Trial registration: ClinicalTrials.gov identifier: NCT02783417..
... 23 Herein, we report that levels of plasma suPAR, the circulating form of uPAR, a measure of systemic inflammation and immune activation, 7 are also higher in women, even after adjusting for demographics, risk factors, medication use, and systemic inflammation measured as circulating hsCRP levels. Previous studies have shown that visceral adiposity is associated with higher suPAR levels, 33,34 and we observed that the association of female sex with suPAR was slightly attenuated but remained significant after adjusting for visceral adiposity measures. ...
Background
Women have higher circulating levels of soluble urokinase‐type plasminogen activator receptor (suPAR), and elevated suPAR is associated with cardiovascular risk.
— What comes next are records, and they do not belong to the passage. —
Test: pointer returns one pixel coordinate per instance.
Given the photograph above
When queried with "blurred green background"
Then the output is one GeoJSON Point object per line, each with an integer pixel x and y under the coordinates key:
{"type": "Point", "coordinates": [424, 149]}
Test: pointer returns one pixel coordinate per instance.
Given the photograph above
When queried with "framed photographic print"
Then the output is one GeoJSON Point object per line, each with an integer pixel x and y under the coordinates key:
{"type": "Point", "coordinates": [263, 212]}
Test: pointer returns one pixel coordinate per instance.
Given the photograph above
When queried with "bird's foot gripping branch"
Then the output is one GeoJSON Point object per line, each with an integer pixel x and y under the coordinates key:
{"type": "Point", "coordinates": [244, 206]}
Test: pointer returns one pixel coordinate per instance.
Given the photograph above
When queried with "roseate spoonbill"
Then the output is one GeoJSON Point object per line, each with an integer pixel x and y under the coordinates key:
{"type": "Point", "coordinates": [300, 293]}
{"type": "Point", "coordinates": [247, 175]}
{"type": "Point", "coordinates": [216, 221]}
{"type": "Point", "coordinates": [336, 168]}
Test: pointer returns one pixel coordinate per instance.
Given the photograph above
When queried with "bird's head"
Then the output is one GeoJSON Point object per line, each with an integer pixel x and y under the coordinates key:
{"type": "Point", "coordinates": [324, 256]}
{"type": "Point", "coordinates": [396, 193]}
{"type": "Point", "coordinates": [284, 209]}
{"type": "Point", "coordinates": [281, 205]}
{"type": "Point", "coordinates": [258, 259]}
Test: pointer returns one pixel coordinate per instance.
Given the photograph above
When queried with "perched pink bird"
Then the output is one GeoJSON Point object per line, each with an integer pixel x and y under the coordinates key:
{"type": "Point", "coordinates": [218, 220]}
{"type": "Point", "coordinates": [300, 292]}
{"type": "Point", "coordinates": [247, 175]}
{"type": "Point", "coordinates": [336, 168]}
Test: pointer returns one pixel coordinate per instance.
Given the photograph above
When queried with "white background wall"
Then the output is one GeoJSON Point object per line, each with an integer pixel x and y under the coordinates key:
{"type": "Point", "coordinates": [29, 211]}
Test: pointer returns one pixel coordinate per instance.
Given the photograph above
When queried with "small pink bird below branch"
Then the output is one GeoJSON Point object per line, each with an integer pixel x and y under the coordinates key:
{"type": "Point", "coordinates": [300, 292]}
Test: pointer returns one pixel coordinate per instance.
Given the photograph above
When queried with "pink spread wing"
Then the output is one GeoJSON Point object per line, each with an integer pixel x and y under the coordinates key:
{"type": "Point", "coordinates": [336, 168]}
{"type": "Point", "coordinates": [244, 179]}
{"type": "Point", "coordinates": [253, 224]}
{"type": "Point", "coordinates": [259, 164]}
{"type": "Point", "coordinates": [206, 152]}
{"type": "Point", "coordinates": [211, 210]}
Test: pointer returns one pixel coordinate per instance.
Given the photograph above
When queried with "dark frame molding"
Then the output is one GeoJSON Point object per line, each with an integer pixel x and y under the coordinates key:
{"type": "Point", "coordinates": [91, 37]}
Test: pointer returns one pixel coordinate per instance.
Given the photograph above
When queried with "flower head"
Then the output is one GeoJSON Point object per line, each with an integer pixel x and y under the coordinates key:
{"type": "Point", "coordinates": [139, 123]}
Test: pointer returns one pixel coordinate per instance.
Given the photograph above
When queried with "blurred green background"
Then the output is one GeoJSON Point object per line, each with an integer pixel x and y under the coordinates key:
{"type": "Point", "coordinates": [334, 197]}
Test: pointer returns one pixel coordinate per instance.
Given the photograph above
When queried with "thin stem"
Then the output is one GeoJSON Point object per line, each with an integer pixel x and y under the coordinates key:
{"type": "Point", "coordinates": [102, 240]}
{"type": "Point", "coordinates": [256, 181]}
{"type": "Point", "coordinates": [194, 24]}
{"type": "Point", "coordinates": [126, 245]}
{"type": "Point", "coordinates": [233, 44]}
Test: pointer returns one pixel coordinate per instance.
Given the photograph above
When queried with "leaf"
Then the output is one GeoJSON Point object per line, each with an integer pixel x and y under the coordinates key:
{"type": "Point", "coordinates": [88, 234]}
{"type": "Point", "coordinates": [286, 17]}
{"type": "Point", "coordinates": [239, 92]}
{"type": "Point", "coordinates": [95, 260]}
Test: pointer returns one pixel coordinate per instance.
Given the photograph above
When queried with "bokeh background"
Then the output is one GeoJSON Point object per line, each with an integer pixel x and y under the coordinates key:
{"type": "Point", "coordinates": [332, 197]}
The independent association of sex with suPAR and the impact of sex on its association with cardiovascular risk are unknown.
Methods and Results
Plasma suPAR was measured using ELISA in 2 cohorts of 666 asymptomatic individuals (49 years, 65% women) and 4184 patients with coronary artery disease (63 years, 37% women). Independent association of sex with suPAR was studied using linear regression models adjusted for demographics, risk factors, and visceral adiposity in asymptomatic participants. Impact of sex on association of suPAR with all‐cause mortality was studied in patients with coronary artery disease using multivariable‐adjusted Cox models. Sex‐specific suPAR cutoffs for predicting all‐cause mortality were calculated. Asymptomatic women had 10% higher suPAR compared with men after adjusting for confounders, and visceral adiposity partly accounted for this association. Over a median follow‐up of 5.2 years, 795 deaths were recorded in patients with coronary artery disease. Log 2 ‐transformed suPAR was independently associated with mortality (hazard ratio per 1‐SD 1.72, 95% CI 1.60–1.85) and an interaction with sex was noted ( P =0.005). Association of suPAR with mortality was slightly weaker in women (hazard ratio 1.61, 95% CI 1.41–1.83) compared with men (hazard ratio 1.83, 95% CI 1.67–2.00). However, using sex‐specific suPAR cut‐offs (4392 pg/mL for women and 3187 pg/mL for men), a similar mortality incidence was observed for both sexes (38.5% and 35.5%, respectively, P =0.3).
Conclusions
Women have 10% higher plasma suPAR levels compared with men. Elevated sex‐specific plasma suPAR levels are equally predictive of risk of adverse events in both sexes.